Die Gebrüder Ullrich wollen mit ihren Liedern die Alltagssorgen (zumindest vorübergehend) vergessen machen, entführen mit sanften Melodien und romantischen Filmchen auf der Videowand an den Strand („Nur das Meer sah zu“) oder aufs Wasser („Das weiße Schiff“). Manchmal, als wäre die Bühnenpräsenz nicht genug, erscheinen sie mit dem gleichen Lied auch auf der Leinwand: Die Amigos im Doppelpack!

Karl-Heinz (63 Jahre), der die Gitarre umhat, und der zwei Jahre jüngere Bernd, der von Song zu Song führt und sie meist anstimmt, präsentieren gerne „Lieder mitten aus dem Leben“. Die sind manchmal traurig („Das Mädchen Juanita“), schlicht ergreifend („Opa im Himmel“) oder handeln gar vom Tod („Wir sehn uns in der Ewigkeit“).

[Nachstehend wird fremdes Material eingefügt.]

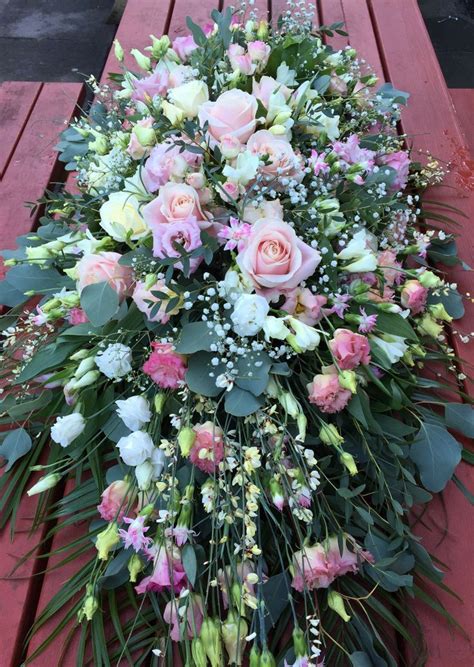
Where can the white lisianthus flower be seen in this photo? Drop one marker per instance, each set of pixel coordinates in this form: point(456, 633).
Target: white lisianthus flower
point(394, 347)
point(244, 170)
point(275, 327)
point(305, 337)
point(134, 412)
point(68, 428)
point(189, 97)
point(135, 448)
point(120, 217)
point(115, 361)
point(250, 311)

Die Amigos kennen keine Scheu vor Tabuthemen wie Kindesmissbrauch. Da redet sich der sonst eher wortkarge Bernd in Rage: „Keine Verjährung, und Täter wegsperren bis zum Lebensende!“ Reichlich Beifall auch für die gelungene musikalische Aufarbeitung der bedrückenden Schicksale in „Denn es tut so weh“. Wer den Puls der Zeit fühlt, kommt an Hellas nicht vorbei. Das Lied vom heimwehkranken Griechen („Weiße Rosen blühen in Athen“) schrammt hart an den Griechenland-Klassikern von Nana Mouskouri und Udo Jürgens vorbei. Vielleicht sollten sich die zwei honorigen Männer aus dem mittelhessischen Villingen mal dem Thema „Plagiat“ zuwenden. So ließe sich auch der Adel noch in ihr Liedgut einbinden.